ハイスクール・カンパニー


伊都は、退屈はしていなかった。


こういうのは、タレントさんとかモデルさんとかちゃんと訓練を受けた人がやるものじゃないかなと伊都は思う。

なるべく、はっきりと言ったつもりだけど、台詞がちゃんと聞こえているか心配だった。


伊都は、自分が冗談を言ったことに、理貴が気付いてくれたかなと思って口にした。


「ここは、笑うところですよ」



画面の伊都が台詞をいう前に、
本物の伊都が先に台詞を言った。


伊都は理貴のすぐ横に立って見ていた。


「ええっ?」


人がいるとは思わなかった。
理貴は不意をつかれて、声の主の方を振り返った。



伊都が自分に話しかけてるのに、
それに答えることができない。



言葉が出てこなかった。

ただ、懐かしい感じがした。祖父母と過ごしてた頃の貴重な思い出のような、とても心地よい。
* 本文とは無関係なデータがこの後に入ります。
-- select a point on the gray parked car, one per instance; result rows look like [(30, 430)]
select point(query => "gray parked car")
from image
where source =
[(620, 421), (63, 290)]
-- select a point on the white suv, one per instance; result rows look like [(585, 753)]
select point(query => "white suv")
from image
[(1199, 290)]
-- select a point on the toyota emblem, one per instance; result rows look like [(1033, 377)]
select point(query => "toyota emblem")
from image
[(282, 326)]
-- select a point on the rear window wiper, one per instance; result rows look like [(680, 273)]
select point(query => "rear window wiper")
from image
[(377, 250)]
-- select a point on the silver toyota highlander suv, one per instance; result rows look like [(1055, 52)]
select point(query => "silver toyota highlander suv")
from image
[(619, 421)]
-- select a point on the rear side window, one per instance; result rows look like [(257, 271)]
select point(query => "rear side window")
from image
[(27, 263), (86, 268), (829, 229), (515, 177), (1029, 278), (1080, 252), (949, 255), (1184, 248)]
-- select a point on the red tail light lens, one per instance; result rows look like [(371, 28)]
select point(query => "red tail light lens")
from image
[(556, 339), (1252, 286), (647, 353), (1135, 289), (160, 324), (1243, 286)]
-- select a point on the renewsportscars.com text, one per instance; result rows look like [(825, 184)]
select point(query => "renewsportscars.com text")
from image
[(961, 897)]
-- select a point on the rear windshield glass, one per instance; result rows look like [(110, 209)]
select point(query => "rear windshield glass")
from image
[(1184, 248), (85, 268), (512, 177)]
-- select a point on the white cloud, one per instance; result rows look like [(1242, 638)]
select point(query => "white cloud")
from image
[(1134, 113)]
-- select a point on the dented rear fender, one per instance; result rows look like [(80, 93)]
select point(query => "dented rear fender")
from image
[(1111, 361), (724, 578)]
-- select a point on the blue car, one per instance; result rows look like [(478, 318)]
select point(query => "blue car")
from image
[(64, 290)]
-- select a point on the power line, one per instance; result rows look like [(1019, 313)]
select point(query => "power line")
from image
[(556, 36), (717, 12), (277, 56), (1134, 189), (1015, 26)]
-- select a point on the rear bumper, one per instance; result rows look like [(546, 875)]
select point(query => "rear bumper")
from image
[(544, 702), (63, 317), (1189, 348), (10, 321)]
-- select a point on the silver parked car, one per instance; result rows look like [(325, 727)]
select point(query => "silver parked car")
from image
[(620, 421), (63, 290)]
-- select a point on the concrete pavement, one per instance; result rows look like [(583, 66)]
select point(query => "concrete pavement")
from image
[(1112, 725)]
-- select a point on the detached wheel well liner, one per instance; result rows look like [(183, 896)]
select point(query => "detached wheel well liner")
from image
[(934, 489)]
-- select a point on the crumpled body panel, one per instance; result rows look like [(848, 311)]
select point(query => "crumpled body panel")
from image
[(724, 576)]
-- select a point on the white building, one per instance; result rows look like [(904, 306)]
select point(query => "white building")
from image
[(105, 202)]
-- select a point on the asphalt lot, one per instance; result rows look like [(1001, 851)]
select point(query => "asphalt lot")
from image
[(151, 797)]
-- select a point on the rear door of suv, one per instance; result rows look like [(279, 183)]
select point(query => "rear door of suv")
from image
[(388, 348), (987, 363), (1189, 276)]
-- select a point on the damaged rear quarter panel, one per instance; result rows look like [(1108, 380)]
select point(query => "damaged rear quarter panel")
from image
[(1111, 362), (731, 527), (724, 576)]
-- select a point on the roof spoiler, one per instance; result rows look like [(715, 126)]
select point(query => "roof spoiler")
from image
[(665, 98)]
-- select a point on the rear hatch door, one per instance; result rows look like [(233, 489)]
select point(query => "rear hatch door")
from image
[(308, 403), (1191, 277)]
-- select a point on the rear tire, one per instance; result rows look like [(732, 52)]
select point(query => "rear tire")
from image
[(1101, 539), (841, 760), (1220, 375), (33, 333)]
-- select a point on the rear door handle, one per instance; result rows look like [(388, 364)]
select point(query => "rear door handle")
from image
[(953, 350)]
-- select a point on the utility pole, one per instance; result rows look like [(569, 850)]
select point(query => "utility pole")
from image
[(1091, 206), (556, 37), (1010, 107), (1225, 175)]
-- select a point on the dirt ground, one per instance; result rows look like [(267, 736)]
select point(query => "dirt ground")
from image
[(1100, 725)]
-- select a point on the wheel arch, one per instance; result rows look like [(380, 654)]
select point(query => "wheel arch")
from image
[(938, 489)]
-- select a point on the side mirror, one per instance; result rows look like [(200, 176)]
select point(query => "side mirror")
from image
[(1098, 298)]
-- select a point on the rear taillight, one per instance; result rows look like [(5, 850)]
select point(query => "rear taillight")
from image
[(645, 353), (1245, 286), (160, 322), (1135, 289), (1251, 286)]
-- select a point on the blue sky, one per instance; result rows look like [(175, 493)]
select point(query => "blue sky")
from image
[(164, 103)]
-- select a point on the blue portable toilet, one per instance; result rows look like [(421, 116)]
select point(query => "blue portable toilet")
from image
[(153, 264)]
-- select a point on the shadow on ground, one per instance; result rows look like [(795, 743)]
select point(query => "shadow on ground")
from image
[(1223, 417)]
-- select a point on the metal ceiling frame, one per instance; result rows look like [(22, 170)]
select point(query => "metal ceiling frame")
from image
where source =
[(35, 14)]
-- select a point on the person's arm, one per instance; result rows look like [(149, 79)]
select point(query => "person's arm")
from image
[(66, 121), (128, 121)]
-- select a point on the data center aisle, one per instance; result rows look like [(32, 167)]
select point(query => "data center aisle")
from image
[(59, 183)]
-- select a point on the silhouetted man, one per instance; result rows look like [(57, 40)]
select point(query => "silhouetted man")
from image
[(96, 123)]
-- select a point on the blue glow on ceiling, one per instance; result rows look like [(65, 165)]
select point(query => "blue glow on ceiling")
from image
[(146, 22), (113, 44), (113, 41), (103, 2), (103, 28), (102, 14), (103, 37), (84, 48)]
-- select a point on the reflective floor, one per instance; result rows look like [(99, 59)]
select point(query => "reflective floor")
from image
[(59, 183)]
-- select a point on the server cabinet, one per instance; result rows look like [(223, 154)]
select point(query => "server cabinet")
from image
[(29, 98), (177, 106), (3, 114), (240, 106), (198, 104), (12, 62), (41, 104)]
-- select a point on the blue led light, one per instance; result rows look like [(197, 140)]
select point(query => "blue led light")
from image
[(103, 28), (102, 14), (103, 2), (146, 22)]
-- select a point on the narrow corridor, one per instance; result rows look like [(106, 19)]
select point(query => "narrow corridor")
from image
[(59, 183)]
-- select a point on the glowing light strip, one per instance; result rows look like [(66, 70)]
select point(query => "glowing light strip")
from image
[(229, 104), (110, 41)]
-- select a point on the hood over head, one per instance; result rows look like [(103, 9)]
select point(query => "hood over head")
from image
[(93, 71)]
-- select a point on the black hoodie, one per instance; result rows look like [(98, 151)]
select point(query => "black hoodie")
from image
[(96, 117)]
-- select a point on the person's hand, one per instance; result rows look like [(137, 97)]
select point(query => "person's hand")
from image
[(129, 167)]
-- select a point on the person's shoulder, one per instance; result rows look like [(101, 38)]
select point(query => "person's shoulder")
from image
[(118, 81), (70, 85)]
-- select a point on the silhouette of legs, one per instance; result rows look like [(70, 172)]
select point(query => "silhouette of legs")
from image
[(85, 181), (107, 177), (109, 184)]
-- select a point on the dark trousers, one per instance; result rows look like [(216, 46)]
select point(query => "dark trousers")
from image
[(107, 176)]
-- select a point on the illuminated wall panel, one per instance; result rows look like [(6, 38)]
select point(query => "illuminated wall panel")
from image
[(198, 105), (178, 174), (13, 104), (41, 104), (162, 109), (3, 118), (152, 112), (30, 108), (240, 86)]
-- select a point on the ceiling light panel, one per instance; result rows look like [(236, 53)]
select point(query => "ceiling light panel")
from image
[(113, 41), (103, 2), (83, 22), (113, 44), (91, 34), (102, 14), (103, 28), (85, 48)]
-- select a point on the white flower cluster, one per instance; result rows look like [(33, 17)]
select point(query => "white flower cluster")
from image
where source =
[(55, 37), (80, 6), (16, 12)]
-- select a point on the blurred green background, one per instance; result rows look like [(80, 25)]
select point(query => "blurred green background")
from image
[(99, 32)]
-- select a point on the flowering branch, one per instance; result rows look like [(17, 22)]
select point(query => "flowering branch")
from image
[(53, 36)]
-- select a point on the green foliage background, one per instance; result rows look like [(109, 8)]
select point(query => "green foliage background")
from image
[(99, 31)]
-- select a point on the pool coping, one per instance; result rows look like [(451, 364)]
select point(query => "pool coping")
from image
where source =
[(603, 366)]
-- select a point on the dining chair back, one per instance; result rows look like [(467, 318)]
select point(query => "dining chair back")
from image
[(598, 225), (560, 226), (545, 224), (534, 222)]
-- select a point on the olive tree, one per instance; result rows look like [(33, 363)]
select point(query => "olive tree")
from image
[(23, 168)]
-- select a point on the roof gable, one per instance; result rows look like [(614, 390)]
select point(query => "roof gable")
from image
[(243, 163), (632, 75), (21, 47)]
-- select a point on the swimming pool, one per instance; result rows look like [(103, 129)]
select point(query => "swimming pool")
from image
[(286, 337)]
理貴は、口を開きかけたまま、伊都の顔を見つめている。

どうして、撮り直した映像なんか、何度も見ようと思ったのか?

何度見ても、またすぐに見たくなるのか。



伊都が変に思うとわかってても、

自分の衝動を、止めることがなできなかった。

伊都の中に祖母の面影を見つけたのだろうか?

早くに亡くなってしまって、今でも一番に会いたいと思う人に。